Taika Waititi, best known recently for revamping the titular norse god in Thor: Ragnarok, got to make passion project Jojo Rabbit about a young boy with an imaginary friend Hitler (played by Waititi himself), who wants to grow up and join The Hitler Youth. Things go sideways for him when (mild spoilers), he discovers that his mother is hiding a young Jewish girl in their house. Pitched as an “anti-hate satire” the movie is funnier and more heartwarming than a comedy about Hitler has any right to be.
Brad Pitt delivers the performance of a lifetime in Ad Astra, a hard sci-fi film about Major Roy McBride (played by Pitt), who must venture to the stars to find his estranged father before the experiments he helped pioneer tear the solar system apart. It’s a slow, methodical film that explores what it means to live with a father’s legacy when what was left behind may not be in your own—or mankind’s—best interest.

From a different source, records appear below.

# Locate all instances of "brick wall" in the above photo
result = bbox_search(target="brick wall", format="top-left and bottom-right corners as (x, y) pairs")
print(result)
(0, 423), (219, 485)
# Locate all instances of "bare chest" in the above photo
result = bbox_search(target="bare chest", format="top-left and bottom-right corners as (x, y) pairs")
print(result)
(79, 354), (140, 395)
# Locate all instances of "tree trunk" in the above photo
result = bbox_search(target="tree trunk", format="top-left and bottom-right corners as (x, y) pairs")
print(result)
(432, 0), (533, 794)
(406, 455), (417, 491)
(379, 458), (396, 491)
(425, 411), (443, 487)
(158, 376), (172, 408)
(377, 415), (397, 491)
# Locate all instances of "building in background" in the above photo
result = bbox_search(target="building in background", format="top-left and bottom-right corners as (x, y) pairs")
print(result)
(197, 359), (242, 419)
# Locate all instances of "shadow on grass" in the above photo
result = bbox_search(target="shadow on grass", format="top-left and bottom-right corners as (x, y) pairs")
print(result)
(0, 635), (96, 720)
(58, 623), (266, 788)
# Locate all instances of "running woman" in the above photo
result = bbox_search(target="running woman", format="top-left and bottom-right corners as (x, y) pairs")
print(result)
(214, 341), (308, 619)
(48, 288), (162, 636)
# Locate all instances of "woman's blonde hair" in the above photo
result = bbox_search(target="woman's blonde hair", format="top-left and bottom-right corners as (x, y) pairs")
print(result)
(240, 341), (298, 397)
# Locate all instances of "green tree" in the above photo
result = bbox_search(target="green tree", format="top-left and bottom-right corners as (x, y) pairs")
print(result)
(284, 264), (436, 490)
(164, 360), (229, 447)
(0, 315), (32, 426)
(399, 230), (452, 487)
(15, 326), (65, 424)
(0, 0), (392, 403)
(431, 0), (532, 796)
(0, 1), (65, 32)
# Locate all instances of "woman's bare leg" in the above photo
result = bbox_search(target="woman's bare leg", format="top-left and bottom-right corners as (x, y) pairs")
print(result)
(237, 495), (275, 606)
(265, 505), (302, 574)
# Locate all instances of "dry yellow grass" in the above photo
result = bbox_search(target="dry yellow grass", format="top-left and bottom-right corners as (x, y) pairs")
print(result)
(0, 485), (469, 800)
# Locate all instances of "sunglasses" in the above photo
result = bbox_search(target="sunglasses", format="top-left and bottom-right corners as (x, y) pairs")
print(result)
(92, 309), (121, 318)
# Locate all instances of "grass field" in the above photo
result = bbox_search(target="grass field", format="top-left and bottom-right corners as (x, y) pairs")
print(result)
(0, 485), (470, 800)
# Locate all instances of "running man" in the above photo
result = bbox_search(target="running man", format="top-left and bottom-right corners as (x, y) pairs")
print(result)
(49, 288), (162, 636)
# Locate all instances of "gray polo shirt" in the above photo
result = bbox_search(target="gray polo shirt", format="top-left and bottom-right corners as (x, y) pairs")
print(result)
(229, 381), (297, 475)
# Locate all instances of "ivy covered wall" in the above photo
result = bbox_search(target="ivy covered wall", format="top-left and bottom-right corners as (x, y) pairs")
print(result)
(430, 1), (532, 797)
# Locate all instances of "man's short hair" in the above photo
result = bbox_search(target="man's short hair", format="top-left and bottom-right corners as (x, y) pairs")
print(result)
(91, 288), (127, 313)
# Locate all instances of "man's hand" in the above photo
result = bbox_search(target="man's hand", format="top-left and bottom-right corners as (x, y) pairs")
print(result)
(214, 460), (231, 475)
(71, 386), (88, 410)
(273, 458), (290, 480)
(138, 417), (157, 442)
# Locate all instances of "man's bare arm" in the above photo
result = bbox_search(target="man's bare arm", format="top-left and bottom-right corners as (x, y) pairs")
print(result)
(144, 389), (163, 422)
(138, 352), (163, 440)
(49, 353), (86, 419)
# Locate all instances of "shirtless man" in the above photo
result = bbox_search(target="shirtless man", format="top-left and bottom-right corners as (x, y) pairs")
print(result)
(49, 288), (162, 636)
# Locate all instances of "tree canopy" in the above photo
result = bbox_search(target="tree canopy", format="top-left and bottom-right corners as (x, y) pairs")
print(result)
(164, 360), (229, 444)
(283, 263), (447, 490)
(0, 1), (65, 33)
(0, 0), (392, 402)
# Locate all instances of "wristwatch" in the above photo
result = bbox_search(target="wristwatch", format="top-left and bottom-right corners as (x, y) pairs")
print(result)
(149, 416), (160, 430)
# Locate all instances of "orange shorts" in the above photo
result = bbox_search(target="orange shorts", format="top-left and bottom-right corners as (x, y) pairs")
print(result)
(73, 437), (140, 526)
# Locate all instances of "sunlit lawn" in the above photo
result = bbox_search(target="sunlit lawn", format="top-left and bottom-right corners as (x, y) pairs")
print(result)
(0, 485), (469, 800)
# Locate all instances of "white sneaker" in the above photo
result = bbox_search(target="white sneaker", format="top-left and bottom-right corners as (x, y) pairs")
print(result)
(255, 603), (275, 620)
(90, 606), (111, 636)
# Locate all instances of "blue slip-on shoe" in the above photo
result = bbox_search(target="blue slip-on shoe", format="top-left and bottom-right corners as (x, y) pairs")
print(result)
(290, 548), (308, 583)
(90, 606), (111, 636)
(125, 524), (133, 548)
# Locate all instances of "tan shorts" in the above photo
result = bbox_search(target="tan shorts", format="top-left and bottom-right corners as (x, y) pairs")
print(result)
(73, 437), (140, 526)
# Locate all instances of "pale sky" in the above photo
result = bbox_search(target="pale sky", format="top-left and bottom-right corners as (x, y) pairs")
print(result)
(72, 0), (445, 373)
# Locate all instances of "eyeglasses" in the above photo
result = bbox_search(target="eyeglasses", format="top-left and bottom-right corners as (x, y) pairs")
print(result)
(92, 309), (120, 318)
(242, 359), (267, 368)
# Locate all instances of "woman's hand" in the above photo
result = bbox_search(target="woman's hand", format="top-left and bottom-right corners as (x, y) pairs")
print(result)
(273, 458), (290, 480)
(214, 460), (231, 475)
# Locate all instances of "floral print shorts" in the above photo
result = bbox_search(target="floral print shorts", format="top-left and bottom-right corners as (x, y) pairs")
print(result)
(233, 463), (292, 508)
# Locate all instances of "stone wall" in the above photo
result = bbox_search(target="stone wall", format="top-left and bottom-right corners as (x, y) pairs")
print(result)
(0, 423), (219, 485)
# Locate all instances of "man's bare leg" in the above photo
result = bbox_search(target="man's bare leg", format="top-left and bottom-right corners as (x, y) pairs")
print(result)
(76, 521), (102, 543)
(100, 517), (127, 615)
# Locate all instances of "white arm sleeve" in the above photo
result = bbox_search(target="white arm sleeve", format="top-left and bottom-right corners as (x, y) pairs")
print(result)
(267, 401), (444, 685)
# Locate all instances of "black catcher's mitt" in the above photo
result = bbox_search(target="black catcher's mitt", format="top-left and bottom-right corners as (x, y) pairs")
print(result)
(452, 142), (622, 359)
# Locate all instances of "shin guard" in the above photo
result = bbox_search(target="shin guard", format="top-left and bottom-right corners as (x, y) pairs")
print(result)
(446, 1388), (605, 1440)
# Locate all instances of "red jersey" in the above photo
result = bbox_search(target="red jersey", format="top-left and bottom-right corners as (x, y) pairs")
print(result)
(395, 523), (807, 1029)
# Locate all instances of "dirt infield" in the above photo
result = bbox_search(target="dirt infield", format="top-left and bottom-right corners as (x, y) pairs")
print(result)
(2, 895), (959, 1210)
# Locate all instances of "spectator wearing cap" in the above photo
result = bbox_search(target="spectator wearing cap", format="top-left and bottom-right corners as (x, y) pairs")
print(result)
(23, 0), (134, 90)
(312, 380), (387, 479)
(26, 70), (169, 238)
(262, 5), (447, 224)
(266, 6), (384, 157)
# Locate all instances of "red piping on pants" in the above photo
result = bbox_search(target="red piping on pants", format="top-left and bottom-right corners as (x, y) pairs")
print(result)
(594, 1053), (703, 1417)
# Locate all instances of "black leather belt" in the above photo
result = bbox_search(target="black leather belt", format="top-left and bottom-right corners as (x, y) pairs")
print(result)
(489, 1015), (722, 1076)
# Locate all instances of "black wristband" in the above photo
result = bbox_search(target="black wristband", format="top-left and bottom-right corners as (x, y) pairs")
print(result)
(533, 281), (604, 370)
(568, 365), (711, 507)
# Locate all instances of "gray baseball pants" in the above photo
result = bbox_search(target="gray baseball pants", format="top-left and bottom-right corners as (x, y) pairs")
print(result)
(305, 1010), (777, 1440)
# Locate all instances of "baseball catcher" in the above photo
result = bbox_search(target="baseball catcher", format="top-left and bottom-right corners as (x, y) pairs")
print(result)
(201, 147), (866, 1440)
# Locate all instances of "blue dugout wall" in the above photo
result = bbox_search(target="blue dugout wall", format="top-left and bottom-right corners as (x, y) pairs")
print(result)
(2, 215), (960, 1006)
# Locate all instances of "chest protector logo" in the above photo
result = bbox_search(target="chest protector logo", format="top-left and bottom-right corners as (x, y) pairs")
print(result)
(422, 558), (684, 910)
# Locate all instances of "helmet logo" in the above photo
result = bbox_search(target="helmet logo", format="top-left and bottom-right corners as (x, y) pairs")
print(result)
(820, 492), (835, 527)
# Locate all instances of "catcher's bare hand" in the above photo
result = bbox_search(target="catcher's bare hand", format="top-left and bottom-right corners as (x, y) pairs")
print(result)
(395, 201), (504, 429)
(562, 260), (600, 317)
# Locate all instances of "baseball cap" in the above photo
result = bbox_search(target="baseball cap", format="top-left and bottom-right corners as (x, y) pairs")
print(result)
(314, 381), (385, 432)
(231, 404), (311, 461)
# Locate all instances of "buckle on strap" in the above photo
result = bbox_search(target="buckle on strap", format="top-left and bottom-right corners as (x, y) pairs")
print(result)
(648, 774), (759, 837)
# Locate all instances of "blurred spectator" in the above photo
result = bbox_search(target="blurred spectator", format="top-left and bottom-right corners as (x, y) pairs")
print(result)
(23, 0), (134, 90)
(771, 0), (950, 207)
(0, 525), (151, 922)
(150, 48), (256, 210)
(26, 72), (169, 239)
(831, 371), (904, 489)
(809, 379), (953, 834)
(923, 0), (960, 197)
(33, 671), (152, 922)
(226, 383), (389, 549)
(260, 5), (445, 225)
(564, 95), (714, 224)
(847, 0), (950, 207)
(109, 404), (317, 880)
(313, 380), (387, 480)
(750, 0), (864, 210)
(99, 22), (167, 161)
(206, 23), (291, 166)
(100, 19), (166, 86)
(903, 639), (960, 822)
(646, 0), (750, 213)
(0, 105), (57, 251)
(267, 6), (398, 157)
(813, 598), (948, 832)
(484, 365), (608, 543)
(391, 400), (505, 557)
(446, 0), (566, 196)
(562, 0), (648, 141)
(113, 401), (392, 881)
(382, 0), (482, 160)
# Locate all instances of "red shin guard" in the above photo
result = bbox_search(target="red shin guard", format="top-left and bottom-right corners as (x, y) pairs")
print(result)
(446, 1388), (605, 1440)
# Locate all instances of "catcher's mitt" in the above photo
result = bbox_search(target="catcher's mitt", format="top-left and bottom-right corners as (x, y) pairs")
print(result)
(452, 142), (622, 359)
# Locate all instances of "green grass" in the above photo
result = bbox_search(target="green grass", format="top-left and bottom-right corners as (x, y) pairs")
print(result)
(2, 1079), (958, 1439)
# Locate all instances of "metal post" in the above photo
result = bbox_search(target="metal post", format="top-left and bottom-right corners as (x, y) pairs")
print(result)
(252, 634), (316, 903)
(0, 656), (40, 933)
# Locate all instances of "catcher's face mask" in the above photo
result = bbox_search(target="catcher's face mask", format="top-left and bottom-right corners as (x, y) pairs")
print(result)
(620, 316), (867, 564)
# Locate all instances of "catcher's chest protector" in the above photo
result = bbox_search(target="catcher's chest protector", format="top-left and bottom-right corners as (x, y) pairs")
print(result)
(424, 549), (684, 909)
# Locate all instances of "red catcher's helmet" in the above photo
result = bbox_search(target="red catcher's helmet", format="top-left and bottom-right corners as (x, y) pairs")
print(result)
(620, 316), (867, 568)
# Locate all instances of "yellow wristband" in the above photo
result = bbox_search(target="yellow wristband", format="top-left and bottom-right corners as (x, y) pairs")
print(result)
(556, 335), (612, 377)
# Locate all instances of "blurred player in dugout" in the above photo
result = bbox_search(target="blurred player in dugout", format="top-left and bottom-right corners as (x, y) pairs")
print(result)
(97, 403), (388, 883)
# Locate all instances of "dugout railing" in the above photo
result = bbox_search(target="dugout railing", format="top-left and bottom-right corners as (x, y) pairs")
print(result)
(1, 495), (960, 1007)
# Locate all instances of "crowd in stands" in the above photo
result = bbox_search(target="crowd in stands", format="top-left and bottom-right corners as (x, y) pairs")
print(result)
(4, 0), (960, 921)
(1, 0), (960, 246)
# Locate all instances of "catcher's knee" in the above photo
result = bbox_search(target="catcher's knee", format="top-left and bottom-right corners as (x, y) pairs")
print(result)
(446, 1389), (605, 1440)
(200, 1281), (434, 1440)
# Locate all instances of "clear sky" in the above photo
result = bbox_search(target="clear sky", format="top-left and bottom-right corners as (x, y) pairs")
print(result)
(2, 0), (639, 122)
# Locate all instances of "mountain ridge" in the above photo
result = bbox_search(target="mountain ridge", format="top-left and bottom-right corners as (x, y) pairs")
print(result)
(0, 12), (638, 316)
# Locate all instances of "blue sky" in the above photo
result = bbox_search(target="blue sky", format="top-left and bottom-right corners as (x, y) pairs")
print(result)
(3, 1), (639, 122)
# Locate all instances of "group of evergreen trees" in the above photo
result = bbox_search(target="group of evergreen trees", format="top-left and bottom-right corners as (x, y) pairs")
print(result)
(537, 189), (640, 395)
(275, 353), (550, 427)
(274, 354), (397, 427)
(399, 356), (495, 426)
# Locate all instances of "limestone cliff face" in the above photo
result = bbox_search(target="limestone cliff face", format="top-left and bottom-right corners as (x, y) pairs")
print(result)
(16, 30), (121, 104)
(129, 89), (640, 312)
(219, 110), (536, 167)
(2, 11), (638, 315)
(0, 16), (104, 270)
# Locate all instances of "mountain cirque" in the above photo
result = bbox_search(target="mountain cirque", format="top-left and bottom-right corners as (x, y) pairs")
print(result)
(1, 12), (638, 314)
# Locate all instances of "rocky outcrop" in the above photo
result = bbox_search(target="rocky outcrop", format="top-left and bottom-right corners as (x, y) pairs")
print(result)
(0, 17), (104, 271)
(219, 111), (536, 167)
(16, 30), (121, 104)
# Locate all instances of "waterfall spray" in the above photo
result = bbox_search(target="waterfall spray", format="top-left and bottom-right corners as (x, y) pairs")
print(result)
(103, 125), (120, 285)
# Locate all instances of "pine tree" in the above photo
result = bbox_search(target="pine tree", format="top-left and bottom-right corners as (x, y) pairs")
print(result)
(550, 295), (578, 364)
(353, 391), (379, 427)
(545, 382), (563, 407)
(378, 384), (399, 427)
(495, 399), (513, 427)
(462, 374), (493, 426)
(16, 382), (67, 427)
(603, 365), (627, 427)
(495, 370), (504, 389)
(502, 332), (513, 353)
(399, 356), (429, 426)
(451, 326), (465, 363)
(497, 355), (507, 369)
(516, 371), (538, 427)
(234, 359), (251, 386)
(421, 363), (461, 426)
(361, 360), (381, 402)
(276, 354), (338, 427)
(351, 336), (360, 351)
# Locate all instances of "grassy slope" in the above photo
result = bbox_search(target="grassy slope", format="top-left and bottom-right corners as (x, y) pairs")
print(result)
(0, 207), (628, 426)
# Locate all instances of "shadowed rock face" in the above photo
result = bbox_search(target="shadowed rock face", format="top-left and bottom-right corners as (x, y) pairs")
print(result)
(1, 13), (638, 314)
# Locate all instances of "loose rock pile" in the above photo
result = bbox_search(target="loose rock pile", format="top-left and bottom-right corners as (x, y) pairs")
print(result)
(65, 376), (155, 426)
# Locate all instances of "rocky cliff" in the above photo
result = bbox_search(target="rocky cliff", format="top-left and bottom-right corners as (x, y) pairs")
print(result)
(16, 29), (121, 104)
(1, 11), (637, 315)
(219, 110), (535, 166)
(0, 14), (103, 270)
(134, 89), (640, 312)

If foreign films aren’t your thing...maybe give this one a chance, anyway. Parasite is yet another in that “eat the rich” category I mentioned earlier, but in a more brutal and uncomfortably realistic way. The film follows the Kim family as they attempt to maneuver their way into the good graces of the well-to-do Park family through some less-than-honest means. All in the name of getting by. But the closer they get to wealth, the more complicated the morality of their—and everyone’s-actions get.